Como um todo, o PROSUB tem 1600 pessoas envolvidas. A maior parte oficiais da Marinha, mas também civis. “Só oficiais não conseguem fazer tudo. Então, estão sendo abertos concursos públicos também”, disse o contra-almirante.
Mas não são só empregos diretos. Atualmente, 600 empresas estão envolvidas no processo. “A participação da indústria nacional no projeto se dá nos itens que ela dispõe para oferecer e nas áreas onde há interesse estratégico de transferência tecnológica”, explicou Santos Neves.
“Há 56 projetos prioritários, dos quais 20 estão em execução e 27 em análise”, o restante está em fases mais iniciais, de busca de investimentos ou formulação de contratos.
Para o contra-almirante Santos Neves, as empresas buscam participar do programa até como um desafio e uma oportunidade para crescer. “Mas o fato real é que a empresa se sustenta por encomenda. Então, a gente tem que seguir esse projeto. Não pode parar nesse primeiro submarino”, suplicou.

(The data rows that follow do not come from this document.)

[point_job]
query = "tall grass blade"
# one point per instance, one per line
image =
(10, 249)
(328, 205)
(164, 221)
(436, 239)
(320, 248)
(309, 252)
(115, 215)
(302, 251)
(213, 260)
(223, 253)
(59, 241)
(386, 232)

 “É o maior programa da Marinha nos últimos tempos e um dos maiores do Brasil na área de defesa, construção civil e desenvolvimento. Hoje eu vejo que o passo foi até ousado demais. Mas deu certo. Na medida em que o Prosub avança, seus resultados técnicos e tecnológicos comprovam que estamos vencendo esse complexo desafio”.
Para viabilizar o desenvolvimento, o governo brasileiro foi buscar a ajuda da França, em um acordo feito entre os ex-presidentes Luiz Inácio Lula da Silva e Nicolas Sarcozy, assinados pelos ministros da Defesa dos dois países e pelas Forças Armadas. “Não havia necessidade de fazer todo o submarino na França para aprender. Pegamos aproximadamente um terço e trouxemos para o Brasil para terminar. O projeto se mostrou bem sucedido e com base nisso nós multiplicamos o conhecimento”.
O aspecto nuclear do projeto não envolve a França. “O programa nuclear da Marinha já tem décadas”.
Além dos submarinos convencionais e do nuclear, o projeto prevê contratos para o desenvolvimento de torpedos e despistadores de torpedos, além da construção da base naval.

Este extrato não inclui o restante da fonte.